Article paru dans Accueil rencontre 238 (juillet-août 2007) 12-13.
Abandonner ou honorer père et mère ?
La première fois qu’il est question de « père et mère » dans la Bible, c’est dans un
curieux passage : le narrateur laisse un moment le récit de l’histoire d’Adam et Ève pour
ouvrir une sorte de parenthèse où il affirme : « L’homme abandonnera son père et sa mère et
s’attachera à sa femme… » (Genèse 2,24). Plus loin, au cœur même de la Loi, l’unique
précepte entièrement positif du Décalogue prescrira : « Honore ton père et ta mère » (Exode
20,12). N’y a-t-il pas là une contradiction, un illogisme du moins ? Faut-il « abandonner »
père et mère ou les « honorer » ?
1. Abandonner père et mère
Au début de la genèse, il est donc question d’« abandonner ». Le verbe hébreu (‘azav) a
un sens fort. Il ne s’agit pas seulement pour l’homme de quitter la maison de ses parents, de
s’éloigner géographiquement, mais de les laisser derrière, de les lâcher, de les abandonner
pour une nouvelle relation. Pour bien saisir ce que la phrase veut dire, il faut la lire dans son
contexte à laquelle elle est liée par une conjonction de cause (« c’est pourquoi l’homme
abandonnera… »).
En réalité, lorsqu’il propose cet aphorisme, le narrateur de la Genèse réagit à ce qu’il
vient de raconter. Dieu a séparé en deux l’être humain indifférencié du jardon d’Éden : un
côté est élaboré en femme, l’homme étant l’autre côté. Dieu amène alors la femme à l’homme
(Gn 2,21-22).
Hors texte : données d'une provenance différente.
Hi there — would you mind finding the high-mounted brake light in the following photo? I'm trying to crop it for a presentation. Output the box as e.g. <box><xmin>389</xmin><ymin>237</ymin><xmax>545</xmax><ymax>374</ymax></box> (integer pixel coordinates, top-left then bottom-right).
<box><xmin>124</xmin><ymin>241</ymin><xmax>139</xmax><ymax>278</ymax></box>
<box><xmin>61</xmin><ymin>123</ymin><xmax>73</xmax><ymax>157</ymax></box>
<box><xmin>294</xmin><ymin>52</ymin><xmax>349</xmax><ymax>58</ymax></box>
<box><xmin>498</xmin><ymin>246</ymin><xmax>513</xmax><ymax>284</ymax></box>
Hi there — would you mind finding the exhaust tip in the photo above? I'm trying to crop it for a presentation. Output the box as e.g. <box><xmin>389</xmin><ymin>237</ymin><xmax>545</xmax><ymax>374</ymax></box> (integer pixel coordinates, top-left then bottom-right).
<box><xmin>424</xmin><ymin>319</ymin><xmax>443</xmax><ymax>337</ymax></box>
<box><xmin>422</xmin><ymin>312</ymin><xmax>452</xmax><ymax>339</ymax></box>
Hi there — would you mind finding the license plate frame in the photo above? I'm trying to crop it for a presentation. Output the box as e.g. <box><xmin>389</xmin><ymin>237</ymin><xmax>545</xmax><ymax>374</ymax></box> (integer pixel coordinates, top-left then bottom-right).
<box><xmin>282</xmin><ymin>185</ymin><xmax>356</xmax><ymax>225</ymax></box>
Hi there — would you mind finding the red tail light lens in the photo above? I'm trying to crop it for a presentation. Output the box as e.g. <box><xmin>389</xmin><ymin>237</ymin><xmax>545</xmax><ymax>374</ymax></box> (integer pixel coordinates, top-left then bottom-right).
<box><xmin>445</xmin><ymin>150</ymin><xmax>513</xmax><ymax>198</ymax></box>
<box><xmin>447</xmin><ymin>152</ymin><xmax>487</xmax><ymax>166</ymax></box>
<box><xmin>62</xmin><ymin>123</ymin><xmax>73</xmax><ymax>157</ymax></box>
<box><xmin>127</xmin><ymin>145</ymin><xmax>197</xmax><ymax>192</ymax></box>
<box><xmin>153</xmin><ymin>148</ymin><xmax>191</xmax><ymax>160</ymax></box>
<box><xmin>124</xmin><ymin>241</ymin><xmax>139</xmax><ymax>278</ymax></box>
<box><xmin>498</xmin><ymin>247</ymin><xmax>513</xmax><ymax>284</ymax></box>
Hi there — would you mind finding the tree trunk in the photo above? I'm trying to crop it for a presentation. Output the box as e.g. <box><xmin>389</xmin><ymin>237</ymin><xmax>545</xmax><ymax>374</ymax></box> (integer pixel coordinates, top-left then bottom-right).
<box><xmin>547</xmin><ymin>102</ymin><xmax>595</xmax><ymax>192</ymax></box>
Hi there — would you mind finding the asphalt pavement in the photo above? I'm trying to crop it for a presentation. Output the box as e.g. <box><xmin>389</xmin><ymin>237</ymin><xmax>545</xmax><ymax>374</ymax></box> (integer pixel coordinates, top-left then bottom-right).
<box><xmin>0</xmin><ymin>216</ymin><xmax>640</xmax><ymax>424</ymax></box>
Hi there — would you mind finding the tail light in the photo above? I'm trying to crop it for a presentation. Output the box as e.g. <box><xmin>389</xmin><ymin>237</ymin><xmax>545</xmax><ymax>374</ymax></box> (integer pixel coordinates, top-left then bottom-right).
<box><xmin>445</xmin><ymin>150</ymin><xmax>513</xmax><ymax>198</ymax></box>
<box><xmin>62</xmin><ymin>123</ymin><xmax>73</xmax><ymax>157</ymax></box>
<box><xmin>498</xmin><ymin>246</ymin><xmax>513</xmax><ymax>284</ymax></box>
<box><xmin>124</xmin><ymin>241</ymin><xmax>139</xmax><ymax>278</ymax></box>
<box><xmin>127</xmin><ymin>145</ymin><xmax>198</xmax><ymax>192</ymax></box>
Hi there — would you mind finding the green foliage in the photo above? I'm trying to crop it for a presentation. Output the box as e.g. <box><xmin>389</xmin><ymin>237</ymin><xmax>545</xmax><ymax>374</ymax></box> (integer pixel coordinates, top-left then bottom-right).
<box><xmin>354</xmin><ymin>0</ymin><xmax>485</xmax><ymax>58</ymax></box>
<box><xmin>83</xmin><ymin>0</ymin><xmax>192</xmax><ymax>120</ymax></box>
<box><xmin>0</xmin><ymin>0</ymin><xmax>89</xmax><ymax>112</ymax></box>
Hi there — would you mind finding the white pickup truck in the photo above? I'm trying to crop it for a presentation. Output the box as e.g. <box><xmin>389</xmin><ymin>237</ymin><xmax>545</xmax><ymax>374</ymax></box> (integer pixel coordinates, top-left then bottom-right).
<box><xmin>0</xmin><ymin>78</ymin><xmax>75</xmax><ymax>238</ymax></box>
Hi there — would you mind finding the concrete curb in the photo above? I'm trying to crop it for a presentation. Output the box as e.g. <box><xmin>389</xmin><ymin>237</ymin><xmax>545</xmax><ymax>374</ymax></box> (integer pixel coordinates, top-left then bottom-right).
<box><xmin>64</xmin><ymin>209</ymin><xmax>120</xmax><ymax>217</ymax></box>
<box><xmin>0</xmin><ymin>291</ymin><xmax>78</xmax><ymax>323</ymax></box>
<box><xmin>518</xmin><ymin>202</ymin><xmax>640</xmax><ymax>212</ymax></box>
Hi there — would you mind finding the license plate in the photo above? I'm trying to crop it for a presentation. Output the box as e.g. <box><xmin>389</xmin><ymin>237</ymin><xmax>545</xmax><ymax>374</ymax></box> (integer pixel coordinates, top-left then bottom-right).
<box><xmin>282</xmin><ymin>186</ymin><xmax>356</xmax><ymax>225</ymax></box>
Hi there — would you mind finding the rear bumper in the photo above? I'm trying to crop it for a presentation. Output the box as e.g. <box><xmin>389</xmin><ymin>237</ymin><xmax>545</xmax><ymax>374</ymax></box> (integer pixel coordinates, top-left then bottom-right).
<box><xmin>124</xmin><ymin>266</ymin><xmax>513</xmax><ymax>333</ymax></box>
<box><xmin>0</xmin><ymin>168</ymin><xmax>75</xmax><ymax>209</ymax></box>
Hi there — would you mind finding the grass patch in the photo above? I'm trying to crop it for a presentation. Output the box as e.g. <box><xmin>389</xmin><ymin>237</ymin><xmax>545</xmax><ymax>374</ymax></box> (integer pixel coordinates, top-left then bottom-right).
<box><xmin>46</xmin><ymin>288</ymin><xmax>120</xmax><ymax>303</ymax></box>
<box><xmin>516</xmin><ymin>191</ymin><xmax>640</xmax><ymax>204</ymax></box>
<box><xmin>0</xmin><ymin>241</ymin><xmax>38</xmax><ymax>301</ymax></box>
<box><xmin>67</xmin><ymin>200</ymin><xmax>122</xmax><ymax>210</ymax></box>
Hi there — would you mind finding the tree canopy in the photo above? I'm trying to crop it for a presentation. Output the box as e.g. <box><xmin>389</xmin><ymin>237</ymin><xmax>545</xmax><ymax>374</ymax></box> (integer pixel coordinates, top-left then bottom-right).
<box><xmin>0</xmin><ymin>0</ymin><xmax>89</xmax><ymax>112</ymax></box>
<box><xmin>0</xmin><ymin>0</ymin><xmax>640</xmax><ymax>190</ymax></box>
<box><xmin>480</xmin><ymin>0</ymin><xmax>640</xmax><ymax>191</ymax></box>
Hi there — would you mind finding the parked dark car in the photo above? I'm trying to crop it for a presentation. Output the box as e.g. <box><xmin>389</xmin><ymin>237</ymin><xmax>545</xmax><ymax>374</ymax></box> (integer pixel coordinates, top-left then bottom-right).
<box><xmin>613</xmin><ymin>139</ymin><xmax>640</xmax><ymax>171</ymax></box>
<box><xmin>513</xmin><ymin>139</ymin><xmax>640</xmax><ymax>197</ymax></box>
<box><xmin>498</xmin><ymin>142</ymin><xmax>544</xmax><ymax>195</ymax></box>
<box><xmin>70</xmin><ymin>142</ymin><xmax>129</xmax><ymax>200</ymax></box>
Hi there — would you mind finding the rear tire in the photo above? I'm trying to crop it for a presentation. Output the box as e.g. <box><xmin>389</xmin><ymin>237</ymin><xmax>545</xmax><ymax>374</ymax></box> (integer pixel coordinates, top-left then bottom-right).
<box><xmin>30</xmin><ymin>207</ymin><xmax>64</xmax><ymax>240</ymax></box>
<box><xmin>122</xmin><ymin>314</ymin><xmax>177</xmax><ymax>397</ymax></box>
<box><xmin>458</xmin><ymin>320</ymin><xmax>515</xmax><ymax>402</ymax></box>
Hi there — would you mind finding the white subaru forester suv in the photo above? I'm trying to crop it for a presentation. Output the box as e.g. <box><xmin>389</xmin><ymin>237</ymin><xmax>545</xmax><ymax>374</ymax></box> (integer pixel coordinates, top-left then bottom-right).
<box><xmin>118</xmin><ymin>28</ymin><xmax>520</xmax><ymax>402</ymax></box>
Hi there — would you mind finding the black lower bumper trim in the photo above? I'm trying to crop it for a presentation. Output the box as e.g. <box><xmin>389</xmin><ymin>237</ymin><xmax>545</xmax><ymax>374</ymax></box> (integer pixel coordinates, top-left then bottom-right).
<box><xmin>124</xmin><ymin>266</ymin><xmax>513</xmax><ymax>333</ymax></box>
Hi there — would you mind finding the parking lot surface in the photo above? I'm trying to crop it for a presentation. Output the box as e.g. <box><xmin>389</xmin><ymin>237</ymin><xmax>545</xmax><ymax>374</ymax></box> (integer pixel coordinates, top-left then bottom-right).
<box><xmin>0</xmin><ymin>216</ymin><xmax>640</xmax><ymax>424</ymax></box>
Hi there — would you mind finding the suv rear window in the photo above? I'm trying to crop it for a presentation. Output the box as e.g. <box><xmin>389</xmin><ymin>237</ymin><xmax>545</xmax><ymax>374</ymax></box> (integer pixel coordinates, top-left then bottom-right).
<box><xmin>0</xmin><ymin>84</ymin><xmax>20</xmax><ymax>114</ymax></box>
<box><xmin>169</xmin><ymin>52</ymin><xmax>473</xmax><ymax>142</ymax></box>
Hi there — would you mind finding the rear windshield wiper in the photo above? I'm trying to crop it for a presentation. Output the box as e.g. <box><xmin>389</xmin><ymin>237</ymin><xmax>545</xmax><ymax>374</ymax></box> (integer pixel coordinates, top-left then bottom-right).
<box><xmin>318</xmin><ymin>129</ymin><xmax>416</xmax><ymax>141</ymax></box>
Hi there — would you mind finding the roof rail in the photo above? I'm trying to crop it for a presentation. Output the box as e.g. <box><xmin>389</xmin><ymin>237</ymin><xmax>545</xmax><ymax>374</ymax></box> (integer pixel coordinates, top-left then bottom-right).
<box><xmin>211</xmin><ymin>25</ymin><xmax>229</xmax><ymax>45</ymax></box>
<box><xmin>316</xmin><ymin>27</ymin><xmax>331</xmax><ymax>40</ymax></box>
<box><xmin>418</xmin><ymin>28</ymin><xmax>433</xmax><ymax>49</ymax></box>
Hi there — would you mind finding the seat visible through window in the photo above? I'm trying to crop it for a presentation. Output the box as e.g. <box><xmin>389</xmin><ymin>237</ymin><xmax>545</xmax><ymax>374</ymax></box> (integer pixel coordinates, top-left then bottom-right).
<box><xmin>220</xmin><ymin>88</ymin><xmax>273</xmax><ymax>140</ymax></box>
Mais plutôt que d’engager un dialogue ou de poser des questions à la nouvelle
venue (histoire de faire connaissance), l’homme prend la parole pour dire qui est celle qui lui
fait face (verset 23). En réalité, il s’efforce de colmater la brèche faite par Dieu, de reprendre
le côté qui lui manque désormais, en se fiant à l’apparente proximité entre la femme et lui.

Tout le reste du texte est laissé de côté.